Carl Higbie’s blunt assessment — “I wouldn’t pick Gen Z for a kickball game, let alone war” — landed like a cold bucket of reality on his Newsmax FRONTLINE audience this week as he warned that patriotism and toughness are slipping from the American character. The former Navy SEAL framed his critique as more than a punchy line; he said it was a symptom of a generation raised on safetyism, grievance and social media virtue-signaling rather than duty and nation-first pride.
Look, we don’t need to sugarcoat it: the institutions that once forged strong Americans — our homes, our churches, our schools and our civic traditions — are under assault, and the results are visible in attitude and aptitude. Reports even show younger Americans increasingly skeptical of traditional higher education and basic patriotic narratives, a predictable fallout when universities prioritize ideology over competence and character.
Higbie’s point about military readiness hits conservatives where it matters: national defense depends on grit, commitment and a shared identity worth defending, not hashtag activism. As a veteran who’s been in the mud and seen what real sacrifice looks like, his scorn for manufactured sensitivity and pampered youth is not merely theatrical — it’s a warning that cultural softness has real strategic costs.
The media and the left have spent decades normalizing an outlook that puts feelings over facts and faction over country, and now we’re surprised when a generation raised in that stew shies away from responsibility. Networks that launder anti-American narratives and campus programs that celebrate victimhood instead of virtue have eroded the moral confidence needed for a free republic to endure.
Conservatives should welcome Higbie’s provocation as a call to action, not a point to wring hands over. If a generation is flinching, the remedy is clear: restore character education, expand school choice, bolster faith-based and vocational paths, and make service — not slogans — the currency of civic life.
That means promoting policies that reward hard work, respect the flag, and teach history honestly, while rejecting the cowardly elites who have outsourced patriotism to social media influencers and bureaucrats. We must stop infantilizing young Americans and instead invite them into manly service, principled labor, and the dignity of defending something larger than themselves.

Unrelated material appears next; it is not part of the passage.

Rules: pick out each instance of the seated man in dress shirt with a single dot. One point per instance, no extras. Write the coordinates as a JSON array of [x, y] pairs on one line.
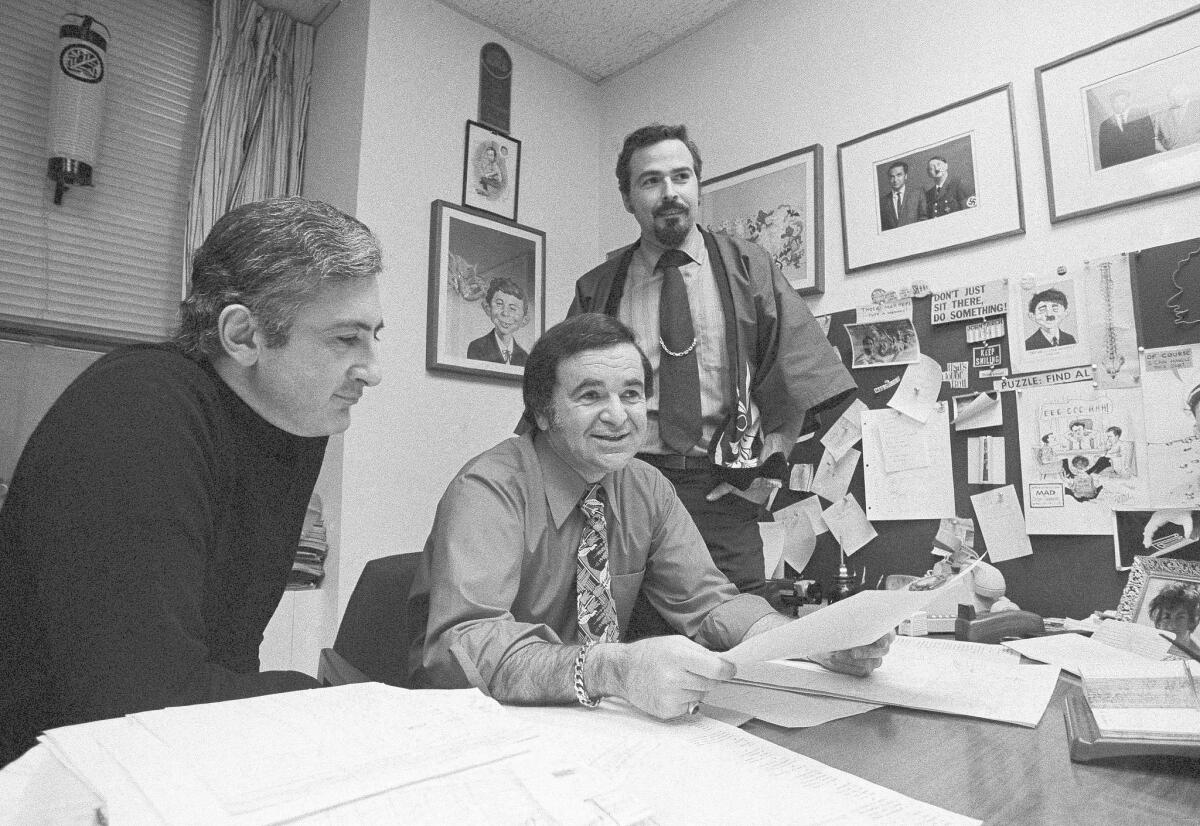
[[528, 592], [155, 510]]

This is not about generational shaming; it’s about accountability and rescue. We can rebuild a culture that produces citizens willing to stand in harm’s way for the nation, but it requires leadership, institutions that expect excellence, and a conservative movement ready to lead with both conviction and compassion.
Hardworking Americans know what true patriotism looks like: sacrifice, loyalty, and toughness wrapped in decency. Let Carl Higbie’s blunt words be the spark that nudges a tired country back toward pride, purpose, and a future where being worth dying for once again means being worth living for.